I would like to know if it is actually possible to do the above.
I'm currently working on wavelet based multiresolution analysis using LabVIEW Student Edition, which unfortunately doesn't have all the toolkits and Express VIs available for me to use. Attached is a VI I have created (Daub4.vi), and screencaps showing the results of the decimation.
What I'm trying to do is to decompose the signal by 8 levels, each time dividing the sampling rate by 2, done using decimate 1d array. However, in terms of keeping the signal length the same, I'm not too sure if I should actually manipulate the dt value or simply just use the waveform graph scaling factor to do the job. Some advice would be welcome.
Also, another problem I have is pretty weird:
I'm trying to extract a part of a very large ECG signal (1 second = 64 samples, sampling rate = 2048Hz, I have about 10 minutes of data), selecting from 40960 samples to 65536 samples. However, upon output, the waveform graph only shows up to 65535 samples instead of 65536. Is this supposed to be normal?

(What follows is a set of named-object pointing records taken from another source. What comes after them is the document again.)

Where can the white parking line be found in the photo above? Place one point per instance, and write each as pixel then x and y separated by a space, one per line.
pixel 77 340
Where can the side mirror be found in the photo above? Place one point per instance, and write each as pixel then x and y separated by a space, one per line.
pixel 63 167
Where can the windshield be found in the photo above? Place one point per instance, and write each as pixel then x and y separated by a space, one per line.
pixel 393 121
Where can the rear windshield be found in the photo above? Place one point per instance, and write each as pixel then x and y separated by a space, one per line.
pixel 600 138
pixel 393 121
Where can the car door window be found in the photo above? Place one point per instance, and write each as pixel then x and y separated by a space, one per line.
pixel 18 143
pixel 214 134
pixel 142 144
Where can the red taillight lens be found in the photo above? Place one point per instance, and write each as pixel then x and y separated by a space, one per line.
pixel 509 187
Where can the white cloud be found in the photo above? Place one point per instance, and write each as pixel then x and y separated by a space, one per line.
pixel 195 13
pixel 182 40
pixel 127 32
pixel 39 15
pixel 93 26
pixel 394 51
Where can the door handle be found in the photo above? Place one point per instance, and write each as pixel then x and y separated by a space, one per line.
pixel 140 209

Exactly what do you mean by dividing the sample rate while keeping the signal length the same? Do you want the number of samples to be the same or the time duration of the total signal to be the same? Since you did not post the top level VI, I cannot tell what you are doing with the data.
Also your last comment does not make sense. "1 second = 64 samples, sampling rate = 2048Hz". If you have 64 samples in one second, that is a sampling rate of 64 Hz, not 2048 Hz. Neither rate produces 65536 samples in ten minutes. 60 s * 10 min * 64 Hz = 38400 samples. At 2048 Hz you get 1228800 samples. By today's standards those are not particularly large datasets.
In LabVIEW arrays are indexed from zero so the last element in a 65536 element array has index 65535.
What I meant was to keep the time duration of the total signal to be the same, sorry for the misconception.
What I'm trying to do with the data is to decompose it, then using the 3rd, 4th and 5th level of the decomposition, construct an algorithm for peak detection of the signal.
That last comment was a brain fart, excuse that. :/
I meant it to be a sampling rate of 2048Hz, with 64 samples per channel.
As for the 65536 samples (32 seconds that is), it's just a part of a data that is 10 minutes long, again, sorry for the misconception.
OK. That makes more sense.
Consider the time at which each sample in the original data set is taken. The first is at t0 and index 0. The second sample is taken at t0 + dt, index 1. The third sample is at t0 + 2*dt, index 2. After decimation the reduced array has the same first element as the original data. The second element is the third sample of the original data set. The time at which that sample was take has not changed and is still t0 + 2*dt. So simply multiplying dt by the decimaton factor and using the sme t0 should give you the correct times of all the samples. Of course roundoff errors can creep in but this should not be an issue for what you are doing. By using values which are integer powers of two for both the sample rate and decimation factors, the calculations may be exact.